By 1900, there were 82,000 Old Law Tenement buildings in the city, the majority in Manhattan. By 1940, more than 20% of those buildings had been abandoned, with property owners unwilling to upgrade the apartments to comply with new, more rigorous housing standards. By 1988, more than 100 years after the law's adoption, an estimated 200,000 units of Old Law Tenement apartments still existed.

==Design==
Stylistically, Old Law Tenements are conspicuous. Though each uniformly occupies a lot 25 ft in width, just like the pre-Old Law tenement, the Old Law façade – with its sandstone human and animal gargoyles (sometimes in full figure), its terracotta filigree of no apparent historical precedent, its occasional design aberrations (e.g., dwarf columns), and its often varicolored brick – departs from the plain simplicity of the largely unornamented older structures. Later in the Old Law period, the ornaments settle into a Queen Anne style, as the human representational forms gradually disappear into the more abstract extravagance of the following Beaux Arts style.
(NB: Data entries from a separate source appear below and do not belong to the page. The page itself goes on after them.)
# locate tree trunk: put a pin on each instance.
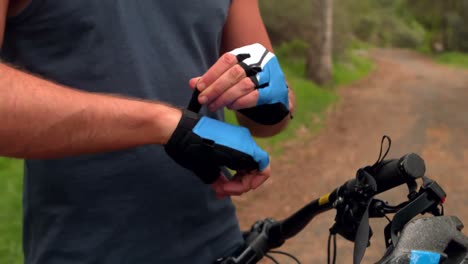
(319, 59)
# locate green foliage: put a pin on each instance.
(312, 101)
(453, 58)
(11, 175)
(286, 20)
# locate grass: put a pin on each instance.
(312, 102)
(11, 175)
(458, 59)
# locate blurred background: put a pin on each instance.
(360, 69)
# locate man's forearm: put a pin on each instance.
(40, 119)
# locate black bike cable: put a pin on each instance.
(329, 247)
(286, 254)
(272, 259)
(381, 158)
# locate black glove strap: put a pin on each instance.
(267, 114)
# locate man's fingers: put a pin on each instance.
(246, 101)
(219, 68)
(242, 88)
(239, 186)
(230, 78)
(193, 82)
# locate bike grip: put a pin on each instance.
(194, 105)
(392, 173)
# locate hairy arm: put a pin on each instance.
(245, 26)
(41, 119)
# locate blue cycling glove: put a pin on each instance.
(265, 72)
(205, 145)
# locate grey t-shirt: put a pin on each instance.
(132, 206)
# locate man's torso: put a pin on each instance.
(132, 206)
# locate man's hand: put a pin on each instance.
(204, 145)
(251, 82)
(241, 183)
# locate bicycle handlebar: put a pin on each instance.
(269, 234)
(392, 173)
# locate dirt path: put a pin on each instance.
(422, 106)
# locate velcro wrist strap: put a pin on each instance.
(186, 124)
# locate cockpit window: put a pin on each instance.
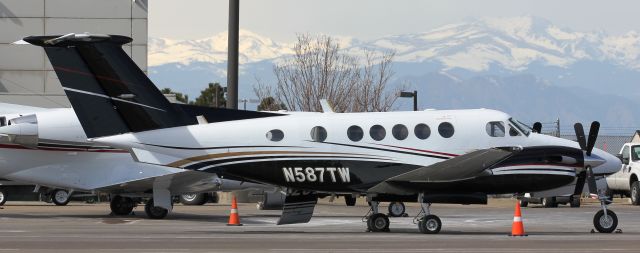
(495, 129)
(521, 127)
(513, 131)
(635, 153)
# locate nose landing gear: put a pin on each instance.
(427, 222)
(377, 222)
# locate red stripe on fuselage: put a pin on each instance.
(13, 146)
(420, 150)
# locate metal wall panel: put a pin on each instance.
(139, 31)
(14, 29)
(22, 8)
(21, 57)
(99, 26)
(21, 81)
(52, 84)
(139, 56)
(88, 9)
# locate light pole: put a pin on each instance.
(245, 100)
(232, 61)
(408, 94)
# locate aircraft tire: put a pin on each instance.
(121, 205)
(605, 225)
(60, 197)
(396, 209)
(349, 200)
(155, 212)
(430, 224)
(635, 193)
(193, 199)
(3, 197)
(378, 222)
(575, 202)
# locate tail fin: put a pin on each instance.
(108, 91)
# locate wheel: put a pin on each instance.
(549, 202)
(3, 197)
(430, 224)
(605, 225)
(60, 197)
(121, 205)
(635, 193)
(575, 201)
(349, 200)
(193, 199)
(524, 203)
(378, 222)
(396, 209)
(155, 212)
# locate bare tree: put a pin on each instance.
(320, 70)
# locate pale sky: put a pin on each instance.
(370, 19)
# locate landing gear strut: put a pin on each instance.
(122, 205)
(377, 222)
(427, 222)
(605, 220)
(397, 209)
(155, 212)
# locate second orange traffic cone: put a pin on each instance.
(234, 218)
(517, 229)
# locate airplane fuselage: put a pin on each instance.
(352, 152)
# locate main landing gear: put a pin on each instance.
(605, 220)
(379, 222)
(427, 222)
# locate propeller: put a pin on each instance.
(587, 146)
(537, 127)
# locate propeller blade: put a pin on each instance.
(593, 135)
(537, 127)
(580, 183)
(591, 181)
(580, 136)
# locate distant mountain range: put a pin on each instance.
(525, 66)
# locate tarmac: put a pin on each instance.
(79, 227)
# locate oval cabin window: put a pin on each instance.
(446, 130)
(377, 132)
(355, 133)
(275, 135)
(318, 134)
(400, 132)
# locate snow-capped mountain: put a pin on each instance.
(562, 73)
(509, 43)
(252, 47)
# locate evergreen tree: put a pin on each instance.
(208, 96)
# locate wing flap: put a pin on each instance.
(458, 169)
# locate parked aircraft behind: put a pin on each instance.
(434, 156)
(47, 147)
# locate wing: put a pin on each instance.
(445, 174)
(180, 182)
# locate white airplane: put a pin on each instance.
(47, 147)
(448, 156)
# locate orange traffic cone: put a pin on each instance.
(234, 219)
(517, 229)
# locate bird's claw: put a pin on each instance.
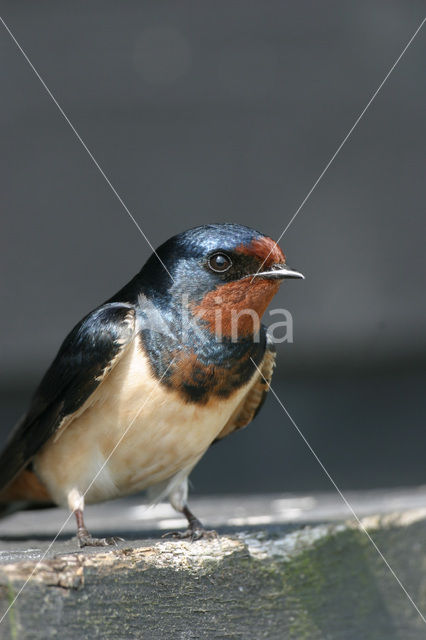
(86, 540)
(192, 534)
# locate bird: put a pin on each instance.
(144, 384)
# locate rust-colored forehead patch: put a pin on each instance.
(263, 248)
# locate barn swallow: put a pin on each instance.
(146, 382)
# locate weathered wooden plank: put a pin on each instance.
(325, 581)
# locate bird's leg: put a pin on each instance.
(195, 530)
(76, 502)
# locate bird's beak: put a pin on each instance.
(279, 272)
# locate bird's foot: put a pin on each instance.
(86, 540)
(195, 531)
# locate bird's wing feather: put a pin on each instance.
(85, 358)
(252, 402)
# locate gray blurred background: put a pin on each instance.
(228, 111)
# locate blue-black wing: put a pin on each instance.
(85, 358)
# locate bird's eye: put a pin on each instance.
(220, 262)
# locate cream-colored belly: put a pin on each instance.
(132, 434)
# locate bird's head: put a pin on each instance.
(226, 274)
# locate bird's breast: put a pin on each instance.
(133, 433)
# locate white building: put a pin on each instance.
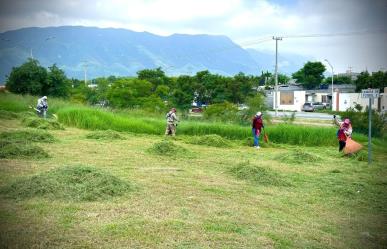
(383, 101)
(343, 101)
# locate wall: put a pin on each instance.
(299, 100)
(349, 100)
(383, 101)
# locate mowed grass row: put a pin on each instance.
(94, 119)
(91, 118)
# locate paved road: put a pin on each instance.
(311, 115)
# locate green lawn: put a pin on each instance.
(282, 196)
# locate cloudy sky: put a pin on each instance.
(356, 29)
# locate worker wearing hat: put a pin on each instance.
(42, 106)
(171, 122)
(257, 125)
(344, 131)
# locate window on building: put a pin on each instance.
(287, 98)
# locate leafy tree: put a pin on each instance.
(338, 80)
(255, 103)
(155, 76)
(162, 91)
(379, 80)
(57, 83)
(245, 86)
(225, 112)
(181, 99)
(311, 75)
(270, 79)
(363, 81)
(127, 92)
(28, 78)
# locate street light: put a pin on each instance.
(332, 81)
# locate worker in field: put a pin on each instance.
(257, 125)
(42, 107)
(344, 132)
(172, 121)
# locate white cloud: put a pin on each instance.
(241, 20)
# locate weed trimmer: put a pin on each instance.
(265, 136)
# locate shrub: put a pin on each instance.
(70, 183)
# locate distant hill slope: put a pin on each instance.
(121, 52)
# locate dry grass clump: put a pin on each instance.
(21, 151)
(105, 135)
(79, 183)
(26, 136)
(8, 115)
(18, 144)
(167, 148)
(210, 140)
(41, 123)
(298, 156)
(257, 174)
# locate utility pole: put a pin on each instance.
(332, 81)
(85, 70)
(276, 38)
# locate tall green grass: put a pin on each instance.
(139, 122)
(95, 119)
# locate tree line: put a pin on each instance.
(151, 88)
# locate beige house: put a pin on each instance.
(343, 101)
(383, 101)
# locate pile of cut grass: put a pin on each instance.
(257, 175)
(105, 135)
(26, 136)
(8, 115)
(209, 140)
(167, 148)
(17, 144)
(41, 123)
(361, 156)
(21, 151)
(78, 183)
(298, 156)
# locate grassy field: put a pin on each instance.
(119, 189)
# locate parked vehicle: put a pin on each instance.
(318, 105)
(196, 109)
(308, 107)
(326, 105)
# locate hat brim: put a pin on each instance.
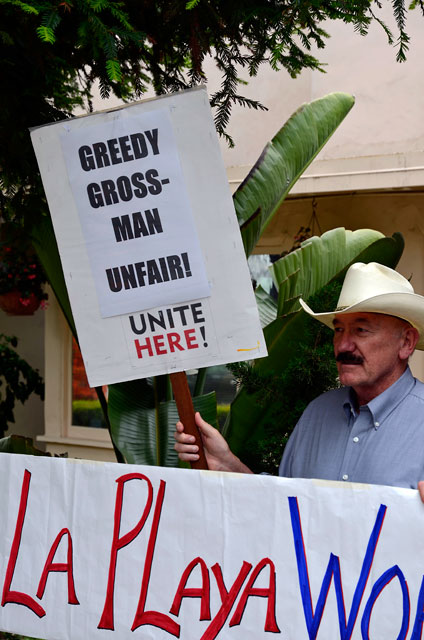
(408, 306)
The symmetrical floor plan of the typical Old Law Tenement located on a 25 by 100 ft lot included four similarly shaped apartments per floor, with either three or four rooms per unit in a railroad layout, two of which shared an interior window that allowed light to reach the inner room. A six-story structure could have 300 residents living in the building's 84 units. The entrance opened to the kitchen containing a bathtub that had a lid that could be lowered to form a working surface, alongside a sink opposite a wood-burning stove feeding into a flue. An icebox completed the appliances. Tenants usually placed a table and chairs at the angled window at the end of the narrow airshaft. Most people constructed a shelf at the kitchen window that hung out into the airshaft. During winter, food could be stored there and refrigerated without the expense of buying ice. Two toilets, cramped water closets, were located on the landing in the hallway for common use.